Family violence presents in many forms. In addition to physical assault, it encompasses the following:

  • Direct or indirect threats
  • Sexual assault
  • Emotional and psychological torment
  • Economic control
  • Property damage
  • Social isolation
  • Any behavior that causes a person to live in fear

Research has shown that family violence and violence against women commonly arises when these particular factors are present:

  • An imbalance of power typically due to an unequal distribution of resources between man and woman.
  • Holding fast to rigidly defined gender roles.

Women and children are the most common victims of family violence. Many clients will have experienced family violence growing up. Whether or not they were directly physically harmed or a witness to recurrent violent behaviour, it’s highly likely the client suffered emotional and psychological trauma.

Such trauma usually has far-reaching, long-term effects on the client’s daily life, relationships and parenting.

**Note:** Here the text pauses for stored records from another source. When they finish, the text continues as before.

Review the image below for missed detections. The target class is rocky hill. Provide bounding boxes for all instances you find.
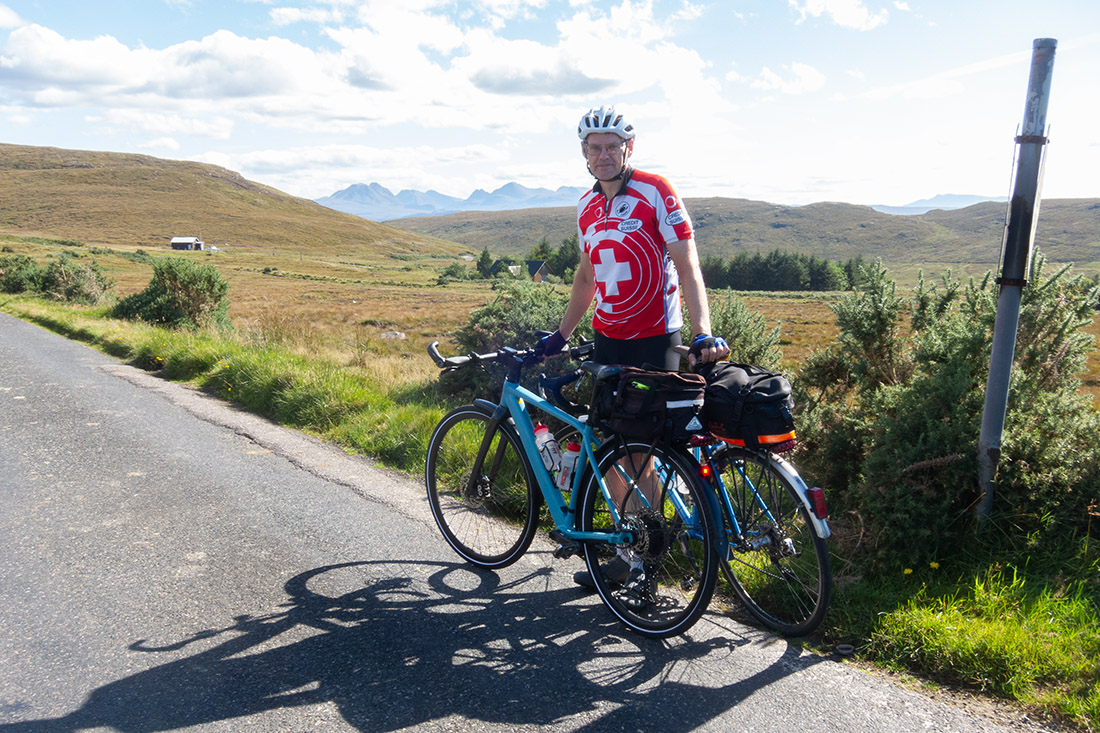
[388,198,1100,271]
[0,144,463,255]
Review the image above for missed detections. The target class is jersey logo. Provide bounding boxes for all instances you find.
[592,242,634,295]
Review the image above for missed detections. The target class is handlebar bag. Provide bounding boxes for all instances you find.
[592,367,706,440]
[703,361,795,452]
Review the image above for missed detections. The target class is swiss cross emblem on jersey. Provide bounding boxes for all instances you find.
[591,232,666,324]
[576,167,692,339]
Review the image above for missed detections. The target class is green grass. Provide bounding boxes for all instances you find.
[868,559,1100,726]
[0,296,1100,730]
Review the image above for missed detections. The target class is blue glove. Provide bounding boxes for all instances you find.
[688,333,729,361]
[535,331,569,357]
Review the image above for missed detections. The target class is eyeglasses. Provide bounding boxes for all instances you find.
[584,142,626,157]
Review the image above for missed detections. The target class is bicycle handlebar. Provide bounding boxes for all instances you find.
[428,341,595,370]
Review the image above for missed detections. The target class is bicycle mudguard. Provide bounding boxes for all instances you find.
[771,453,833,539]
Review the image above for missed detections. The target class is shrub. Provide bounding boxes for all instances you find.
[0,254,46,293]
[112,258,229,328]
[695,291,783,369]
[795,258,1100,566]
[441,280,592,396]
[42,252,112,305]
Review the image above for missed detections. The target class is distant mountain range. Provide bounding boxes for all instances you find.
[315,183,586,221]
[315,183,1007,221]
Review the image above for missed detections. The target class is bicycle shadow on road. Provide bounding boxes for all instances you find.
[0,561,821,732]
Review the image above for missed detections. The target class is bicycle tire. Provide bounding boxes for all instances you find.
[580,438,718,638]
[425,405,542,569]
[714,446,833,636]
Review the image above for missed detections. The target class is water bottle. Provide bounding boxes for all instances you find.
[535,423,561,473]
[558,440,581,491]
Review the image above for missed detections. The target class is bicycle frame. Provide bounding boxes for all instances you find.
[484,375,645,545]
[696,435,833,539]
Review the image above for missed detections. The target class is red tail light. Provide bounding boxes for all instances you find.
[806,486,828,519]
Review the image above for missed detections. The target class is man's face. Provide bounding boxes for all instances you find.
[581,132,633,180]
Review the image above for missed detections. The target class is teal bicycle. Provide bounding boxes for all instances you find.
[425,342,721,638]
[545,347,833,636]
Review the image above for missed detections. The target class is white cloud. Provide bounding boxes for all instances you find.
[0,6,23,28]
[751,62,825,95]
[0,107,34,128]
[268,8,343,25]
[86,109,234,140]
[138,138,179,151]
[788,0,889,31]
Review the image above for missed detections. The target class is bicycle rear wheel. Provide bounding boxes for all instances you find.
[714,447,833,636]
[580,438,718,638]
[425,405,541,568]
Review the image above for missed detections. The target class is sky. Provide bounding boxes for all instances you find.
[0,0,1100,206]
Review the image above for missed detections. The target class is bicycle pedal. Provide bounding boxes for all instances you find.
[550,529,581,560]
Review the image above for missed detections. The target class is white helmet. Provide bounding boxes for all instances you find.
[576,105,634,140]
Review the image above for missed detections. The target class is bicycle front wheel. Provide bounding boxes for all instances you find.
[425,405,541,568]
[580,438,718,638]
[715,447,833,636]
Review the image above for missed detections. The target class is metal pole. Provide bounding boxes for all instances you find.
[976,39,1058,519]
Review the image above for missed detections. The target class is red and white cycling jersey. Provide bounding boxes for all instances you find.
[576,168,692,339]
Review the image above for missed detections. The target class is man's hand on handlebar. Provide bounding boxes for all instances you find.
[535,331,569,359]
[688,333,729,367]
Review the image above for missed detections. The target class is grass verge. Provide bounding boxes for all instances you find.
[0,296,1100,731]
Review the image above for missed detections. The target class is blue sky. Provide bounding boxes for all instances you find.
[0,0,1100,205]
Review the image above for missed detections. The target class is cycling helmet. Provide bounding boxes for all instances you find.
[576,105,634,140]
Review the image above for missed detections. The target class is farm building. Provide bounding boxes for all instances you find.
[172,237,206,250]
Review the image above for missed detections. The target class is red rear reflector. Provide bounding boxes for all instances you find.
[806,486,828,519]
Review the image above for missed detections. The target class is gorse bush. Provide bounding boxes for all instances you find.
[0,252,112,305]
[0,254,46,293]
[42,252,112,305]
[112,258,230,328]
[794,258,1100,566]
[441,280,592,396]
[695,291,782,369]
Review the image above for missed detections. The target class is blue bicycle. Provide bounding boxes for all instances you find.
[425,342,721,638]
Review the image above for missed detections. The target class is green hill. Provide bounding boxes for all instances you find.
[387,193,1100,271]
[0,144,464,256]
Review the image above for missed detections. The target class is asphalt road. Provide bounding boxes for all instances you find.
[0,315,1047,733]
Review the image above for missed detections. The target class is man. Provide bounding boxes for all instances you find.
[536,107,729,371]
[542,107,729,588]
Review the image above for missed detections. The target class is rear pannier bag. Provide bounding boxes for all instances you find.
[703,361,794,451]
[592,367,706,440]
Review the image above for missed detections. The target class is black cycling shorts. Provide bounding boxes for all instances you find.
[592,331,682,372]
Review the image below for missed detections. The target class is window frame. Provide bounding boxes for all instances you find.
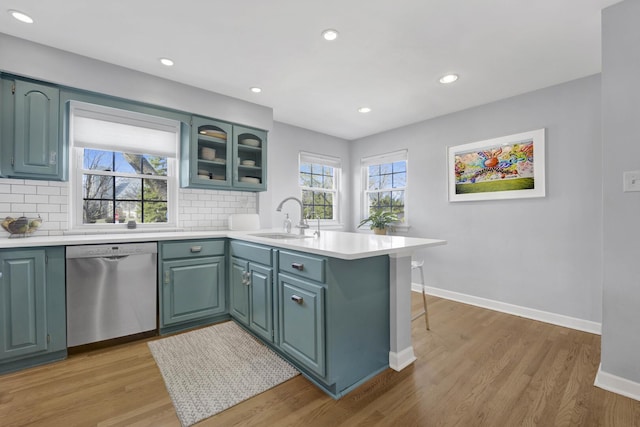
[68,101,181,233]
[297,151,342,227]
[358,149,410,231]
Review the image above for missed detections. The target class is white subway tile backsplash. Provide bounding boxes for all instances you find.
[38,185,60,196]
[0,179,257,236]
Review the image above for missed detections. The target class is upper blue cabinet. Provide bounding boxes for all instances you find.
[1,79,65,181]
[180,116,267,191]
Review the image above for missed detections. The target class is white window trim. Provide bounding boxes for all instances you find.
[297,151,343,229]
[65,101,180,234]
[356,149,411,233]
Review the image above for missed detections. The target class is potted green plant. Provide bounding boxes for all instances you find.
[358,211,398,234]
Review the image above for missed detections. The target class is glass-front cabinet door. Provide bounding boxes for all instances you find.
[233,126,267,191]
[183,117,233,188]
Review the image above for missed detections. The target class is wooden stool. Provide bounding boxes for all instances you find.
[411,261,430,331]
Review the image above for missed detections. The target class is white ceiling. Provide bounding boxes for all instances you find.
[0,0,620,140]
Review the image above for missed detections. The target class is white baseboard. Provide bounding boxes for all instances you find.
[411,283,602,335]
[593,364,640,400]
[389,346,416,372]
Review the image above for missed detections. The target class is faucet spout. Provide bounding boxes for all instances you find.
[276,196,309,235]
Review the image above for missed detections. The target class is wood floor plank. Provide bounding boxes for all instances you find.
[0,294,640,427]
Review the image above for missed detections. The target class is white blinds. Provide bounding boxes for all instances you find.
[300,151,341,169]
[70,101,180,157]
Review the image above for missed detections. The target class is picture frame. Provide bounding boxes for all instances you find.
[447,128,546,202]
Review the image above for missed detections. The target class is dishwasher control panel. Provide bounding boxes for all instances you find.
[66,242,158,258]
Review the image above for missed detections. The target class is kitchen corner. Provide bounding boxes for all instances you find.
[0,229,446,398]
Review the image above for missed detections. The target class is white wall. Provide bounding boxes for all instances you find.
[350,76,602,322]
[0,33,273,130]
[599,0,640,388]
[259,122,351,228]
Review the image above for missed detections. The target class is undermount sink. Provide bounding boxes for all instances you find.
[249,233,313,240]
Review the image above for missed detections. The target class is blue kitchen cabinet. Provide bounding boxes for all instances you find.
[233,125,267,191]
[277,249,390,398]
[0,247,67,373]
[2,78,66,181]
[158,239,228,333]
[180,116,267,191]
[278,273,325,377]
[230,241,275,342]
[180,116,233,189]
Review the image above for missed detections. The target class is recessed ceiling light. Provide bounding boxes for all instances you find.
[322,29,338,41]
[440,74,458,84]
[9,10,33,24]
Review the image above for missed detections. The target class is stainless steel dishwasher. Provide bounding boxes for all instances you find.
[66,242,158,347]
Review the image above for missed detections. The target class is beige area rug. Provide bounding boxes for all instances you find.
[148,322,299,427]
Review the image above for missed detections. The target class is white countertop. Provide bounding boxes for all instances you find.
[0,230,446,260]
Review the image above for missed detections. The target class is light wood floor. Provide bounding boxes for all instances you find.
[0,294,640,427]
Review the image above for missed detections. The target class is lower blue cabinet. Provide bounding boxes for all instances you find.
[0,247,66,372]
[278,273,325,377]
[158,239,227,333]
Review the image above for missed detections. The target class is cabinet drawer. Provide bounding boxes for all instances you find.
[280,251,325,282]
[161,240,224,259]
[231,240,271,265]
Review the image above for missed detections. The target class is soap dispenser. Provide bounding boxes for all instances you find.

Young people who have witnessed or experienced violence may go on to repeat that behaviour. In addition, they may have difficulty forming relationships as family violence can compromise and damage their emotional development and disrupt developmental milestones. These clients may experience difficulty learning and significant problems, understanding and processing emotions. They are also far more likely to be prone to intense anger, loneliness, guilt, confusion and/or despair.

A significant proportion of young mothers engaged with young parents’ programs are in relationships that present varying degrees of domestic violence.

Educating clients about Healthy Relationships

When a client’s partner is prone to behaviours that concern Child Protection (domestic violence, substance use etc.), it’s imperative that you educate your client on the many kinds of abuse that exist (physical, emotional, financial etc.).

If your client is able to identify an abusive relationship, hopefully it will aid your ability to support her as well as improving her ability to address these issues.

In situations where the partner’s behaviour is the primary source of your client’s problems and concerns, try and educate both parties together on healthy relationships; that is, cover subjects such as how to function best as a couple, how to manage disputes, how to communicate constructively, how to demonstrate respect for one another etc. Remember that many clients have grown up around unhealthy relationships and therefore never learned what constitutes a healthy relationship or how to build and maintain one. It’s also important to educate your client on what to do if the relationship breaks down again.

Forming a safety plan is recommended so that in crisis situations the client has a clear understanding of where she should go, who she should speak to and where she can seek support.

Safety Planning

In crisis situations where a client and/or her children’s safety is at risk, the safety plan might involve the client leaving her home and engaging domestic violence services that will remove the mother and children from immediate danger. However, in many cases this action can create additional stress and complication for the client due to the crisis nature of the situation and limitations of support that services are able to provide.

In collaboration with other services and supports involved it’s important to make sure a comprehensive safety plan is in place providing a safe and structured response for the short term.